Monday, April 28, 2008

Broadband Speed Increase

Living in Lowry Bay, we've been accustomed to relatively low broadband speeds of not much more than 1Mbps. This despite having a cabinet less than a km away. A couple of years ago while trialling IPTV services this annoyed not just myself but also my family as I was trying to get them to watch Video on Demand services with frequent buffering.

Up until now, I was of the opinion that this was a 'laws of physics' issue - copper wasn't in good enough condition to carry the bits fast enough. This was also because the modem I had was a Cisco unit which I considered to be state of the art - I mean if Cisco couldn't make it work, who could?

Until last week that is - I have been doing some work sourcing new modems for Telecom and thought I would try one out at home. Primary reason was that I had a separate Cisco WiFi point and modem and this was causing some clutter in the home office, so I thought an integrated device would make some sense.

I connected one up (brand yet to be disclosed - we haven't finalised commercials yet) and I was stunned to find I was operating at better than 4 Mbps. And I know we haven't been upgraded to DSL2+ yet.
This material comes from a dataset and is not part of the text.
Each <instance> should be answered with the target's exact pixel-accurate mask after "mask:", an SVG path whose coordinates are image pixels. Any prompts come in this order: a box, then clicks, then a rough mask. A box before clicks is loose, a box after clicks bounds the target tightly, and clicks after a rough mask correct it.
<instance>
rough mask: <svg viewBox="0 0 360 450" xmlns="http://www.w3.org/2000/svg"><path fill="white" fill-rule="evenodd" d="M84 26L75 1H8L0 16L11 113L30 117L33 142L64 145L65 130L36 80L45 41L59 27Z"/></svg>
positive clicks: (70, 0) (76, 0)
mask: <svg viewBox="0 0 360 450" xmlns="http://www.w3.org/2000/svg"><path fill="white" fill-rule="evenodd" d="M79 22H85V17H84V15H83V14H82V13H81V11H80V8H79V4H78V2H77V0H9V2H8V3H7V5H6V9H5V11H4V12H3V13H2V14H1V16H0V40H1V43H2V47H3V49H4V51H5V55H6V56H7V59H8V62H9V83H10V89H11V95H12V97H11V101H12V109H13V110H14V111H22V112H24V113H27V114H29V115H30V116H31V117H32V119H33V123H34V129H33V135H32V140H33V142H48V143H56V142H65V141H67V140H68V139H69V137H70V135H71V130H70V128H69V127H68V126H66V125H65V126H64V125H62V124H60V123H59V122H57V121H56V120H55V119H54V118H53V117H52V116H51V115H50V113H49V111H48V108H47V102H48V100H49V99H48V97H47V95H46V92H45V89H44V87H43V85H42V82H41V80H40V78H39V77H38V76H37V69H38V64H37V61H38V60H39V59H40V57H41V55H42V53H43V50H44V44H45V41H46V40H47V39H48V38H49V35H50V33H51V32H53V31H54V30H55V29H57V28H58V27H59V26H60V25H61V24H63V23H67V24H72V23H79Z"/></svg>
Research indicates that the primary reason for the speed increase is that the modem is using a Broadcom chipset which matches what we use in the DSL cabinet down the road.

I have a few thoughts on this

1. I wanted to fix one problem and got a significant extra benefit for *free* - my clutter is seriously reduced and I have at least 3 times the broadband speed from previous. If that isn't keeping a customer happy then what is?

2. My experience in mobile is strangely much more robust - devices pretty much operate at maximum bandwidth. This is because they all have the same Qualcomm chipset (small exception where Nokia was operating their chipset for a while for CDMA 1x). While the Qualcomm model is more monopolistic it does ensure standardisation - which means things work better and more consistently. We all fear this from time to time, but the downside of choice is that you have to integrate more and more things go wrong. Having one supplier at either end of an important link makes things work better.

3. Taking the mobile argument on another step, I used to think that CDMA was a fragmented standard (it is - trust me), however broadband is much more so. It has not matured yet to the state where it is like GSM - hard to know whether what you have bought (or what your Telco has recommended) will work that well.

4. The speed makes a difference - streaming video from local sites is snappier, sites load faster, and I can even stream sport in watchable quality. Might even consider getting a faster upload plan now.

Overall lesson - check your modem has a Broadcom chipset. If not consider upgrading to one that does - you'll be pleasantly surprised.